Hydroscientist Marian Muste and a doctoral student Howard Ho were at the event to publicize their research.
“A flood is exciting for a hydrologist, of course,” Muste said.
Their project helped to develop a new method of technology — which has been in the works for more than a decade — so that more people can measure flood predictions of water discharge more accurately, easily, and cheaply.
Ho went out on a bridge during the flood each day and took video footage of a certain area, sometimes twice a day.
“Most people were heading away from the flooding because of the possible danger, but I was heading right into it to get the images,” Ho said. “But I didn’t think about the dangers at the time.

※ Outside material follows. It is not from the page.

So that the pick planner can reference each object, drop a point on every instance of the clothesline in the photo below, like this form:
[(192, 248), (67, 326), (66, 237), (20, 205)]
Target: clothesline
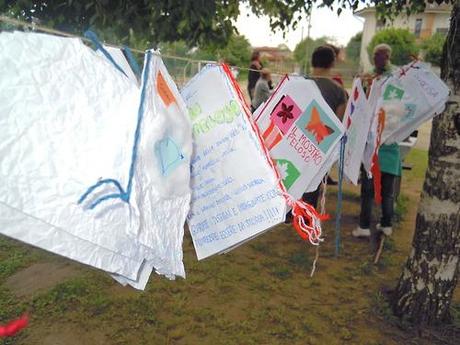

I was excited to do the research.”
Using software they developed themselves, they determined the predicted water discharge. They created a new process to create a curve unique to each place of measurement.
No two areas are the same, they said.
Ho, who is from Taiwan, wants to take his knowledge back to his native country to help them save more money on flood predicting.
Peter Thorne of the UI occupational and environmental health department led another team of researchers looking for molds, allergens, lead, and asbestos in Cedar Rapids homes.
They aim to develop guidelines for safe reoccupation of flood-damaged homes.
Funded by the National Institutes of Health, the team conducted indoor air tests to monitor those flood-related health hazards. It was a collaborative effort with the county health officials, UI graduate students in public health, and AmeriCorps volunteers.
The challenge lay in getting permission. Kimberly Hoppe, a UI doctoral student who worked on the project, said they needed consent and gave out questionnaires before they could go into people’s homes. They also had to get approval from a UI review board.
It took the researchers around six months to finish the gathering data, but they are still waiting on analyses and have to write up the results.
“It was a long project, but I think the implications will end up being helpful,” Hoppe said.